Essa foi uma grande decepção para nós com a Igreja enquanto instituição. Mas, no final das contas, nunca abandonamos o barco, pois a nossa convicção de que Cristo é o dono da Igreja sempre foi maior. Ele cuida do Seu Corpo, e por mais que tenha coisa errada, devemos sempre nos lembrar de que a Igreja é dEle; que o Senhor Jesus governa. Isso deveria ser suficiente para tranquilizar nossos corações. Ora, se Deus é Soberano, se a Igreja é dEle, e mesmo assim as coisas não andam sempre bem, isso significa que é Ele quem permite que a Igreja caminhe em meio a problemas. E graças a Deus por isso! Pois se fosse um lugar de gente perfeita, não teria espaço para mim.

Podemos, então, ter duas certezas: 1) A Igreja não atingirá a perfeição antes da glorificação, portanto, até lá, continuará com problemas; 2) A Igreja sempre será governada por Cristo, Ele nunca a abandona (Mateus 28.20).

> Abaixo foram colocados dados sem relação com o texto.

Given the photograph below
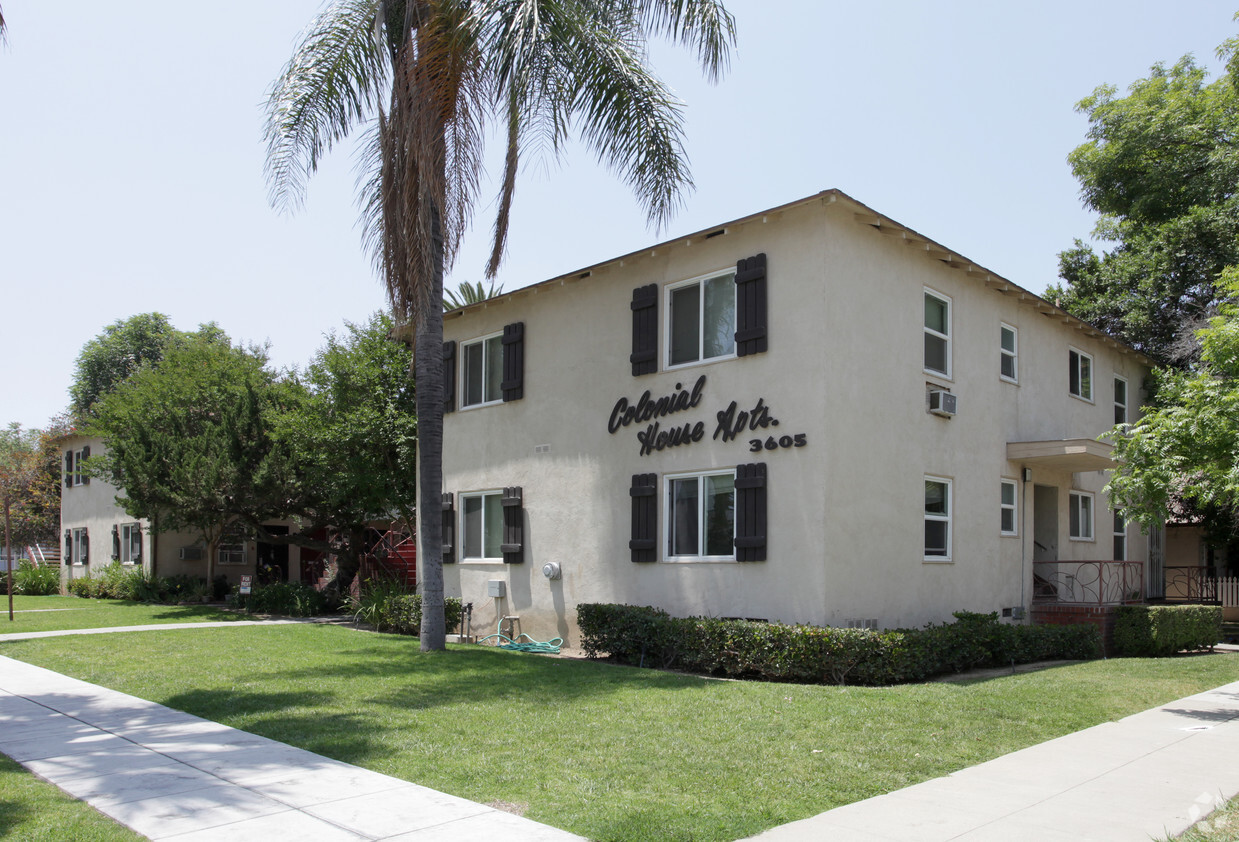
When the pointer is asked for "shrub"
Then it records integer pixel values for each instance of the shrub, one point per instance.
(1162, 630)
(36, 581)
(773, 651)
(286, 598)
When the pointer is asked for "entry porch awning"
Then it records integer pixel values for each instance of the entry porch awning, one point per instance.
(1071, 455)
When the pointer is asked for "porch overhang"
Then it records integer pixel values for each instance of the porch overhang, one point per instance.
(1073, 455)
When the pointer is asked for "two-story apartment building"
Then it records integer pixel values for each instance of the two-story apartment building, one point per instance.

A igreja primitiva também enfrentava problemas, que, hoje, para muitos, serviriam de motivação para deixarem a comunhão. Contudo, a mesma Bíblia que testemunha os inúmeros pecados vivenciados por aquela geração, é que faz a exortação para que permaneçamos firmes congregando:
Não deixemos de reunir-nos como Igreja, segundo o costume de alguns.(Hebreus 10.25). 
3º. DEUS REQUER VIDA CRISTÃ EM COMUNIDADE

Embora seja muito popular a onda do desigrejismo, esse movimento está longe da vontade de Deus revelada na Palavra. Há um chamado para que a Igreja viva como família de Deus, que é. As igrejas locais são comunidades que se organizam socialmente. Existem para pregar o evangelho, sim, mas também existem para viver comunitariamente. Na Bíblia, os crentes são chamados de família de Deus (Efésios 2.19), e de família da fé (Gálatas 6.10).
“Todos os que creram estavam juntos e tinham tudo em comum. Vendiam as suas propriedades e bens, distribuindo o produto entre todos, à medida que alguém tinha necessidade. Diariamente perseveravam unânimes no templo, partiam pão de casa em casa e tomavam as suas refeições com alegria e singeleza de coração, louvando a Deus e contando com a simpatia de todo o povo. Enquanto isso, acrescentava-lhes o Senhor, dia a dia, os que iam sendo salvos.” (Atos 2.44-47).
“Da multidão dos que creram, uma era a mente e um o coração. Ninguém considerava unicamente sua coisa alguma que possuísse, mas compartilhavam tudo o que tinham. Com grande poder os apóstolos continuavam a testemunhar da ressurreição do Senhor Jesus, e grandiosa graça estava sobre todos eles. Não havia pessoas necessitadas entre eles, pois os que possuíam terras ou casas as vendiam, traziam o dinheiro da venda e o colocavam aos pés dos apóstolos, que o distribuíam segundo a necessidade de cada um.” (Atos 4.32-35).
Antes de falar em ação social, e de presença relevante na sociedade, a Igreja precisa de comunhão. Em outras palavras, precisa ser capaz de viver comunitariamente, e de praticar seu cristianismo dentro da família da fé. 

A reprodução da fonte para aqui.